Study Design: Local poultry were sampled, before intervention with vaccines and medication. After intervention the local poultry were monitored every fortnight.
Place and Duration of Study: The local poultry were sampled in Zaria, Nigeria and the samples were analyzed at the Faculty of Veterinary Medicine Laboratories at Ahmadu Bello University, Zaria.
Methodology: Flock information was obtained through a structured questionnaire and poultry blood, feacal samples and ectoparasites were collected after physical examination. Pack cell volume, Salmonella, Newcastle and Gumboro disease antibodies were analyzed by microhaematocrit method, rapid plate agglutination, haemagglutination inhibition and quantitative agar gel precipitin tests respectively. Haemoparasites, ectoparasites and endoparasites infecting the local poultry were assessed.

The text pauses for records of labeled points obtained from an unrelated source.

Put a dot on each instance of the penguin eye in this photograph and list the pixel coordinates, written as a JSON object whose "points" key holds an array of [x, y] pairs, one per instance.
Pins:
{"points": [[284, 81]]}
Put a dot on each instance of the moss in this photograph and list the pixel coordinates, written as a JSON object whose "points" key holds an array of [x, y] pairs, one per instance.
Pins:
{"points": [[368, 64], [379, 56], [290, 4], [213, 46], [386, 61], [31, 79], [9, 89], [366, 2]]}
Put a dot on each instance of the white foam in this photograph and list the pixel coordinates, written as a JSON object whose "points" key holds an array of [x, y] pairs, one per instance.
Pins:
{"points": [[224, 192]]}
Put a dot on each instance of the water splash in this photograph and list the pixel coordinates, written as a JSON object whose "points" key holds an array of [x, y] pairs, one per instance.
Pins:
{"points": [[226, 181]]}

Results: The total number of all farmers kept chickens but some also kept ducks, turkeys, guinea fowls and pigeons. The mean flock size for local poultry, chickens and ducks managed extensively, semi-intensively or intensively were 37.6 ± 6.3, 26 ± 7 and 2.4 ± 1.7 respectively. Menacanthus stramineus infested chickens were controlled with Coumaphors. Emeria species, Raillietina species, Plasmodium gallinaceum and Aegyptianella pullorum parasites were identified and treated. Local poultry had antibodies to Salmonella, Newcastle and Gumboro disease and their antibody response to vaccination varies with age, species, management and time of vaccination. Prior to vaccination, the mean Newcastle disease antibody titre of adult chickens was ≥ 4 log2 though that for growers was < 4 log2.
Conclusion: Disease control in local poultry is feasible when vaccination is concurrently conducted with medication but further studies are needed to establish the most appropriate intervention time to ensure minimal number of intervention for optimal result.